ぴょん吉郎とぴょん座衛門

いつからか娘にテキトーな物語を聞かせるようになった。
タイトルを「ぴょん吉郎とぴょん座衛門」という。
緑の公園に住む蛙の兄弟の話で、娘はこれをたいそう気に入り、リクエストしてくる。


ぴょん吉郎とぴょん座衛門してぇ」と言ってくる。


はっきり言って面倒だ。
でも、「そんなふうに言ってくれるのも今ぐらいだよ」という奥さんの言葉に、渋々重い腰を上げる。


こうして、なんとなく即興でデタラメな物語を作って話し始める。
娘が寝る前の5分とか10分。


娘はキャキャ言っている。


最近は、この蛙兄弟の物語も4D化しつつある。
登場人物に娘自身が出て来ないといけなくなった。


「…私、もうすぐ出てくる?」


良き塩梅で出さなくてはいけない。
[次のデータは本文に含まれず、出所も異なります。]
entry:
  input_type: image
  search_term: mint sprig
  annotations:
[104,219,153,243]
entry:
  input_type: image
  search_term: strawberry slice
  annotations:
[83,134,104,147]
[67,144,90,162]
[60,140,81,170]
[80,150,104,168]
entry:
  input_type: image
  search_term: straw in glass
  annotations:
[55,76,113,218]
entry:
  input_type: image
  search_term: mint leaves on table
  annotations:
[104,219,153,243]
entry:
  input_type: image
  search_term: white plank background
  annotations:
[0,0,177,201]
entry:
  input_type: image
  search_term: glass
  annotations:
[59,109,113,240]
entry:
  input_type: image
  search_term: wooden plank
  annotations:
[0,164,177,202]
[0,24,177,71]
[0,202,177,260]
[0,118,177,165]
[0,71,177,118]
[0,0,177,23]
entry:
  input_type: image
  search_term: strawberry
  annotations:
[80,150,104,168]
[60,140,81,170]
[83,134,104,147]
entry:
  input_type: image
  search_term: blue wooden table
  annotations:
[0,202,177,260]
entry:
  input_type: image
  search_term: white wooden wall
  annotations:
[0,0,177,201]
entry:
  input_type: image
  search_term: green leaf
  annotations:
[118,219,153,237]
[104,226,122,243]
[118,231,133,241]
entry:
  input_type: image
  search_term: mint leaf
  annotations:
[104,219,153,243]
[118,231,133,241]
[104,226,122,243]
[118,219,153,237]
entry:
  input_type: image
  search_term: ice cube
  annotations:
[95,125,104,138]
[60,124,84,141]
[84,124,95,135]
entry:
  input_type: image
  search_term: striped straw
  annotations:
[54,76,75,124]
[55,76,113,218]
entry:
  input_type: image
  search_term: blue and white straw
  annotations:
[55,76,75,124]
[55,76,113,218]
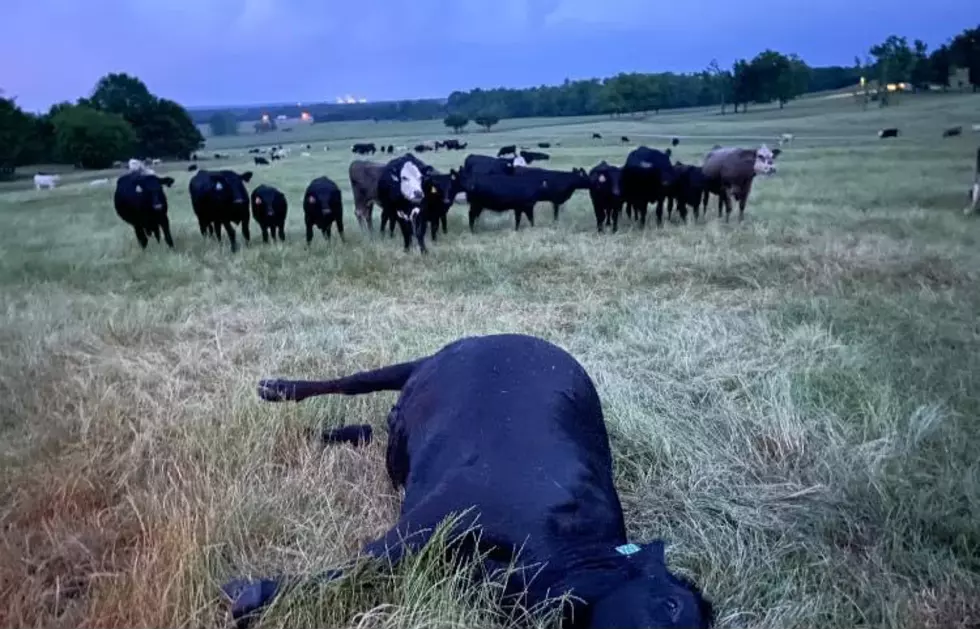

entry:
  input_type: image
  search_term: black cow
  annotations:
[378,153,432,253]
[521,151,551,164]
[589,160,623,234]
[188,170,252,253]
[514,166,589,225]
[422,170,463,242]
[351,142,378,155]
[252,184,289,242]
[462,168,547,232]
[113,171,174,249]
[621,146,675,227]
[303,177,344,245]
[667,162,709,223]
[222,334,714,629]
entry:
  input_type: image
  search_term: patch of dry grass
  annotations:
[0,93,980,629]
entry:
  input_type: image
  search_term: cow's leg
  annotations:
[160,216,174,249]
[225,221,238,253]
[400,219,412,252]
[133,225,150,249]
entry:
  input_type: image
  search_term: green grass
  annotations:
[0,96,980,629]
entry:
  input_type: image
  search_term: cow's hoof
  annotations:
[259,380,292,402]
[221,579,279,629]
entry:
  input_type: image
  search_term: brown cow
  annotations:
[701,144,781,222]
[963,147,980,214]
[348,159,385,231]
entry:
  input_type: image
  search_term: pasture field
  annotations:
[0,96,980,629]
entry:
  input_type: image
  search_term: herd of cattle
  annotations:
[114,138,780,253]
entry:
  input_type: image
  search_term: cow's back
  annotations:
[389,335,625,555]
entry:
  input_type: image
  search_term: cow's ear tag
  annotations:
[616,544,640,556]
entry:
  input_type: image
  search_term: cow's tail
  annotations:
[259,358,425,402]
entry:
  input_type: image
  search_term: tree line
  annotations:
[0,73,204,176]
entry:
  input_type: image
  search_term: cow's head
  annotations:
[252,187,276,218]
[755,144,782,175]
[391,160,424,204]
[133,175,174,212]
[588,542,714,629]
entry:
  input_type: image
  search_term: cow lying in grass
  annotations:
[224,334,713,629]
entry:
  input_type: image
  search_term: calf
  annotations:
[701,144,780,222]
[378,154,432,253]
[963,147,980,214]
[188,170,252,253]
[462,167,547,232]
[252,184,289,242]
[351,142,378,155]
[347,159,385,232]
[303,177,344,245]
[667,162,708,223]
[113,170,174,249]
[520,151,551,164]
[589,160,623,234]
[422,170,462,242]
[222,334,714,629]
[34,173,61,190]
[621,146,675,227]
[514,168,589,221]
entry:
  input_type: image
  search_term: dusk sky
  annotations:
[0,0,980,110]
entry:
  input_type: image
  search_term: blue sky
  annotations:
[0,0,980,110]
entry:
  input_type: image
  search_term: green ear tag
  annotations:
[616,544,640,555]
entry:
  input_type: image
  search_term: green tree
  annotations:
[442,114,470,133]
[208,110,238,136]
[929,44,953,90]
[473,114,500,131]
[85,73,204,159]
[0,98,38,178]
[51,105,137,168]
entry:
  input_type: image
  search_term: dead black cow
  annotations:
[252,184,289,242]
[303,177,344,244]
[222,334,714,629]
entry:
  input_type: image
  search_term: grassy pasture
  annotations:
[0,96,980,629]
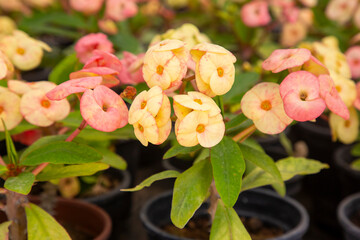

とんだ事務所のゴリ押しだ。
面倒な女優を掴まされてしまった。
出て来たら出て来たで、蛙兄弟と会話をしたがる。
ぴょん吉郎とぴょん座衛門のセリフに娘が返すという体験型の物語になっている。
ストーリーに合わせて飛び跳ね、無免許で車の運転をしたり、荒ぶったり。
場面はくるくると変わりながらも、物語は進行していく。
あれ?これ、どこかで知ってるなぁ……演劇じゃねぇか!!



どうして布団の上でまで演劇をやっているのか。


寝ます。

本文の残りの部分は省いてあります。